Alongside these strengths, I am left with a few lingering questions. One is related to Lipsitz’s argument that housing and health discrimination are international concerns. Beyond the example of ENRICH (above), I wondered what other non-U.S.-based cases Lipsitz might have considered in more detail to center the global nature of these inequities and from which to draw inspiration for community conviviality and policy. Another question is related to the tension between, on the one hand, advocating for housing valuations done “properly” (p. 98) to aid the process of wealth-building for homeowners of color and, on the other hand, pushing the reader to conceptualize housing as a human right (see, e.g., Chapter 8). Is a system of commodified housing such as exists in the United States, which relies on housing valuations to determine exchange value (and, consequently, wealth accumulation), fundamentally at odds with the practice of housing as a human right? Put another way, perhaps even the “proper” valuation would help certain homeowners build relatively more wealth than they would have otherwise—and that valuation would also leave intact the market for homes that has increasingly taken advantage of those unable to buy?
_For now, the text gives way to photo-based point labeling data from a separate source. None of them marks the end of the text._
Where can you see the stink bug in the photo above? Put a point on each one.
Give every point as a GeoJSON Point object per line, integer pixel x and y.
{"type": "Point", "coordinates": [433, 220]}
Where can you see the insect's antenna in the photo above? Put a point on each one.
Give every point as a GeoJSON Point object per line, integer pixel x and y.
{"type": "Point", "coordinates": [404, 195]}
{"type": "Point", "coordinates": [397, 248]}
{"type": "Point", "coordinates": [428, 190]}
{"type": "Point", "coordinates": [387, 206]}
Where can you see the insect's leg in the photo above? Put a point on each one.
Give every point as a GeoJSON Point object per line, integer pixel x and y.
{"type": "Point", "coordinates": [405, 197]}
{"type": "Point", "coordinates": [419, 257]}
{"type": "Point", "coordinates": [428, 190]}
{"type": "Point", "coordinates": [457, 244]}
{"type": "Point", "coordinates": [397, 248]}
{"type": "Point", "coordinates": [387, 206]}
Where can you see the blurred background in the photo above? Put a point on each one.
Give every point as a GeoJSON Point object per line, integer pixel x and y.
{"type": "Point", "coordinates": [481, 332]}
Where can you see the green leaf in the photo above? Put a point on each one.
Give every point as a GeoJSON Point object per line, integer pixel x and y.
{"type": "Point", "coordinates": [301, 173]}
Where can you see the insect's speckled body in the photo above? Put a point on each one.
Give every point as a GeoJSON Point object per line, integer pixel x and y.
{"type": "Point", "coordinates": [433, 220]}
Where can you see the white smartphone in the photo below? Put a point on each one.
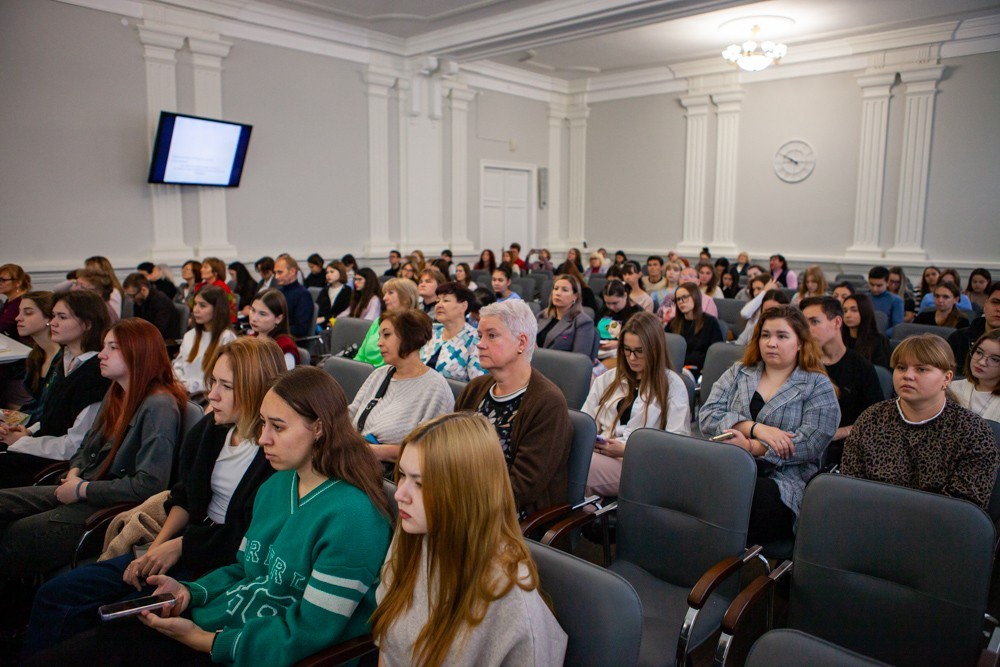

These questions and the contributions of the book have remained with me for weeks, bringing home for me the vivid, creative, and persuasive ways that Lipsitz invites us to consider, enter, and fight against the danger zone—not only housing and health as death-dealing domains, but as spaces of possibility, where our efforts to “participate meaningfully in a struggle that is certain to be brutal and bitter . . . perhaps might also be made beautiful” (p. 228).